City of L.A. voters will head to the polls on March 7 to determine the fate of Measure S. This initiative is very clear in its intent – place a two-year hold on real estate construction in Los Angeles. If passed, Measure S would change the laws governing the city’s general plan and development projects – this would effectively shut down new construction. It would also result in economic losses for business and the city; make the massive real estate market shortage in Los Angeles much worse; reduce housing for our future workforce; and increase the likelihood of residents setting up in crowded, unsafe dwellings.
Economic losses stemming from Measure S are projected to be as high as $2 billion according to a Beacon Economics report released in December. The measure also would erase $70 million from the city’s budget and will have a significant impact on jobs by putting an estimated 24,000 local residents out of work.
These facts are also concerning in light of results from a Los Angeles County Business Federation (BizFed) poll last year of L.A. businesses showing employers are frustrated that high housing prices limit their ability to attract and maintain a skilled workforce. Measure S will exacerbate current conditions and squeeze both employers and their employees to the point that they will move out of Los Angeles to take advantage of less-expensive out-of-city or out-of-state options.
There are too few houses and multiunit dwellings in Los Angeles to shelter the existing and future skilled workforce. Developers are building an average of 80,000 California homes a year, but that falls well below the 180,000 needed according to figures from the California Department of Housing and Community Development. The state will need more than 1.8 million additional homes by 2025 to keep pace with its growing population.

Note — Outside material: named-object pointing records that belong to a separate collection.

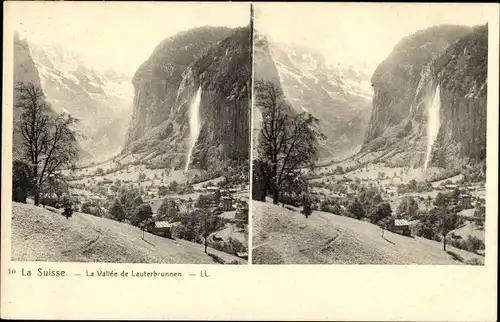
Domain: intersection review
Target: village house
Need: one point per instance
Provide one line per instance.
(162, 228)
(212, 188)
(465, 200)
(399, 226)
(227, 203)
(451, 186)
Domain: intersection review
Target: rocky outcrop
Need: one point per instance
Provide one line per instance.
(405, 85)
(215, 58)
(26, 71)
(461, 73)
(100, 98)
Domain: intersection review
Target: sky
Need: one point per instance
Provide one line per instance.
(358, 33)
(118, 35)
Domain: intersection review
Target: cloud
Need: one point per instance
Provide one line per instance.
(358, 33)
(117, 34)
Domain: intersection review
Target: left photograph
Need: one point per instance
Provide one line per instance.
(131, 132)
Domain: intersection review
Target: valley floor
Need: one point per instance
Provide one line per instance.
(41, 235)
(284, 236)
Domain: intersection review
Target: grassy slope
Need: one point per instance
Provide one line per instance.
(41, 235)
(285, 236)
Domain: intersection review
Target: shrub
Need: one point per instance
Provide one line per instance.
(116, 211)
(169, 211)
(143, 213)
(307, 209)
(474, 261)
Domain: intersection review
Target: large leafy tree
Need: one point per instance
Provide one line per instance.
(48, 140)
(408, 208)
(287, 140)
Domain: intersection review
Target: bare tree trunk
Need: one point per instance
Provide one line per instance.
(276, 195)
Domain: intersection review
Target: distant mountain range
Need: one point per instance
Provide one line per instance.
(25, 71)
(448, 60)
(338, 95)
(216, 60)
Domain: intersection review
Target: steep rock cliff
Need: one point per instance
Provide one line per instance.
(404, 88)
(461, 73)
(217, 60)
(100, 98)
(26, 71)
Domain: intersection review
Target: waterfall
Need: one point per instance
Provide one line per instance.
(194, 124)
(433, 124)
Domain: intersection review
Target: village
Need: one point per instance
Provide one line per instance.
(172, 198)
(335, 189)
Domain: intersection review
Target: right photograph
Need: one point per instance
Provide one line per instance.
(369, 134)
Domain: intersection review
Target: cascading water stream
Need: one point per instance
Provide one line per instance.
(194, 125)
(433, 124)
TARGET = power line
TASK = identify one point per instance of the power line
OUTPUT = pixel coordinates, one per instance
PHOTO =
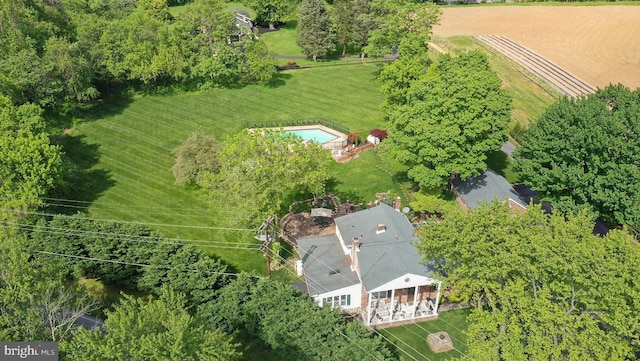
(374, 330)
(135, 238)
(133, 264)
(133, 222)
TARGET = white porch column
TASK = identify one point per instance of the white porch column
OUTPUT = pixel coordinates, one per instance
(435, 307)
(368, 320)
(415, 301)
(393, 294)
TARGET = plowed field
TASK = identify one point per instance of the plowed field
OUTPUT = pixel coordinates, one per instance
(599, 44)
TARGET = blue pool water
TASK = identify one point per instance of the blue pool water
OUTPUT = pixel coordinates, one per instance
(317, 135)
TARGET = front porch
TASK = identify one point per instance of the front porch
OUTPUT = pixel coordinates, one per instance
(402, 304)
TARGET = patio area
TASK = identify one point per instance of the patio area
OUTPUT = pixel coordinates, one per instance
(401, 305)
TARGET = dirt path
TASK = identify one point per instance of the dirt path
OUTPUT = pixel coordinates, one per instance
(599, 44)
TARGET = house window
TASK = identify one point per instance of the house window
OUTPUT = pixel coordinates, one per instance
(380, 295)
(337, 301)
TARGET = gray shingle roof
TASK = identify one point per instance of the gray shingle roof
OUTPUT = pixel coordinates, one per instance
(386, 256)
(326, 268)
(486, 188)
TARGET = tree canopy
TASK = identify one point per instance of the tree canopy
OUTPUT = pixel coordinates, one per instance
(258, 168)
(30, 166)
(195, 157)
(544, 287)
(62, 55)
(586, 152)
(453, 116)
(315, 33)
(36, 301)
(151, 329)
(291, 324)
(404, 26)
(272, 12)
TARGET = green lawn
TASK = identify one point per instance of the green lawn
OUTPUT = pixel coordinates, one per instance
(125, 149)
(411, 340)
(531, 96)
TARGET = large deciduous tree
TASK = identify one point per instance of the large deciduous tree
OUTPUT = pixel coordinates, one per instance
(315, 33)
(363, 23)
(344, 21)
(258, 168)
(196, 156)
(36, 302)
(290, 324)
(544, 287)
(404, 26)
(272, 12)
(586, 152)
(30, 166)
(141, 329)
(454, 115)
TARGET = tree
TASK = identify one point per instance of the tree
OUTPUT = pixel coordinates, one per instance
(151, 330)
(207, 30)
(36, 303)
(187, 270)
(30, 166)
(586, 152)
(363, 23)
(124, 246)
(258, 66)
(195, 157)
(404, 26)
(543, 287)
(454, 116)
(290, 323)
(142, 47)
(344, 21)
(272, 11)
(315, 33)
(258, 168)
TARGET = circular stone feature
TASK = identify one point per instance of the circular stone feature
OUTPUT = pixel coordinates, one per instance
(440, 342)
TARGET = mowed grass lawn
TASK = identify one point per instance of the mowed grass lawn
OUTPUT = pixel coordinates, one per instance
(127, 145)
(411, 340)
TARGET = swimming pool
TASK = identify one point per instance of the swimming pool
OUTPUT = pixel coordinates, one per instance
(315, 134)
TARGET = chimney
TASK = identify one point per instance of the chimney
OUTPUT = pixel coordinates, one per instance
(355, 247)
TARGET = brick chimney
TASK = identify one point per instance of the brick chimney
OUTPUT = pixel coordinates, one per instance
(355, 248)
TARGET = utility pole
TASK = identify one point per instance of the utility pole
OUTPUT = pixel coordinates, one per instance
(266, 244)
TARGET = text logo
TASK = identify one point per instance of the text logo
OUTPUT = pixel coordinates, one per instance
(43, 351)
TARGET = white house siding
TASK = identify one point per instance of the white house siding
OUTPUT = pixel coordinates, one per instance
(400, 282)
(355, 293)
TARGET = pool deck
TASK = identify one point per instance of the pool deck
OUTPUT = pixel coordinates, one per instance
(340, 149)
(340, 140)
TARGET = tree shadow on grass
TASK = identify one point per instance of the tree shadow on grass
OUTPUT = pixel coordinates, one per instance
(107, 107)
(83, 183)
(503, 165)
(278, 80)
(345, 196)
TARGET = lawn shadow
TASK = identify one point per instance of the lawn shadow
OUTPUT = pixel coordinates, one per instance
(503, 165)
(83, 183)
(278, 80)
(498, 161)
(106, 107)
(348, 196)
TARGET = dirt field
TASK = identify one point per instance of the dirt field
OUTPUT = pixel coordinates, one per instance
(599, 44)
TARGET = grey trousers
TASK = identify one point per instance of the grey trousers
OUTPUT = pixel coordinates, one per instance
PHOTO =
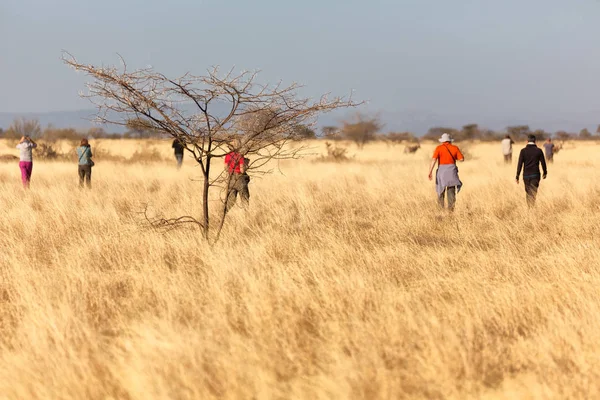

Consider also that Los Angeles enjoys an educated workforce and an increasing number of jobs. However, they both might be at risk. A quarter of people ages 25 to 34 living in Los Angeles County in 2014 had a bachelor’s degree. This younger population is more educated than the older, according to a June report from the Los Angeles County Economic Development Corp. The report also shows the county will add 346,000 jobs from 2015 to 2020 for an average growth rate of 1.5 percent a year. Not being able to find an affordable place to live, even as the job market grows, might prompt young, educated, and skilled workers to go elsewhere.